Suisse et États-Unis : pourquoi Swatch vend une montre avec des chiffres inversés

Il y a quelques jours, la manufacture horlogère suisse Swatch a lancé une montre dont les positions trois et neuf heures étaient inversées. Or, les chiffres inversés sont déjà inhabituels pour les Suisses méticuleux, surtout en horlogerie, mais le fait que cela soit arrivé avec les positions trois et neuf heures est tout simplement scandaleux. Après tout, à neuf heures du matin, en Suisse , le travail est traditionnellement interrompu brièvement pour « Znüni » (à neuf heures), une sorte de deuxième petit-déjeuner.
La raison de cette rupture avec plusieurs certitudes jusque-là inébranlables réside, comme tant d'étrangetés de nos jours, à la Maison-Blanche à Washington.

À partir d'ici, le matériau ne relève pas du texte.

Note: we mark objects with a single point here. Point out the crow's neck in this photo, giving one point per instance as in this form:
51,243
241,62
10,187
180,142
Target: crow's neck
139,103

Comme chacun sait, Donald Trump a imposé début août des droits de douane de 39 % sur les importations américaines de la Suisse, un exportateur majeur – une inversion de 3 et 9 % rappelant la monstruosité venue des États-Unis. Comparés aux Allemands, de nombreux Suisses se sont montrés relativement bien disposés envers le président américain. Mais c'est désormais chose faite. Les Suisses se demandent de plus en plus si le président américain est encore sain d'esprit.

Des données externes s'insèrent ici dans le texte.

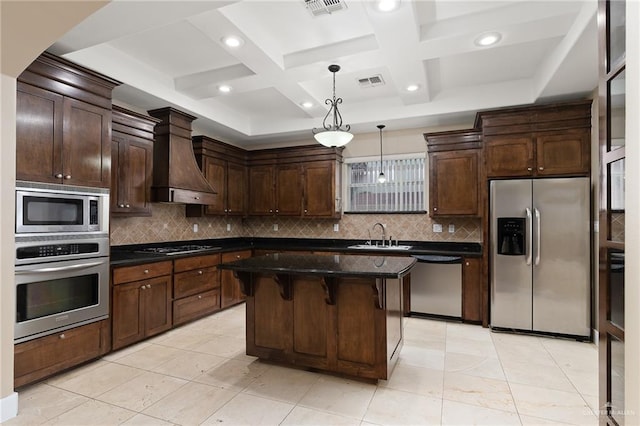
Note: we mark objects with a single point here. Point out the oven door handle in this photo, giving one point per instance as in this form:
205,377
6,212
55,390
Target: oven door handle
60,268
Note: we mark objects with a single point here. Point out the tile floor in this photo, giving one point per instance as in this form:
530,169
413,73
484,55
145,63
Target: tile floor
448,373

Le secrétaire américain au Commerce, Howard Lutnick, a récemment laissé entendre qu'un accord entre la Suisse et les États-Unis était encore possible. Cependant, la date de son entrée en vigueur et sa forme restent totalement incertaines.
Au moins mieux que 93 pour centPendant ce temps, les premières entreprises prennent les choses en main, négocient avec leurs clients américains et envisagent de délocaliser leur production vers l'Union européenne, où les droits de douane sur les exportations vers les États-Unis ne s'appliquent qu'à 15 % au lieu de 39 %. Ou bien elles tentent de tirer profit du problème en commercialisant leurs produits. À l'instar de Swatch avec sa montre douanière. On pourrait aussi y voir une intervention médiatique de la Suisse en son nom.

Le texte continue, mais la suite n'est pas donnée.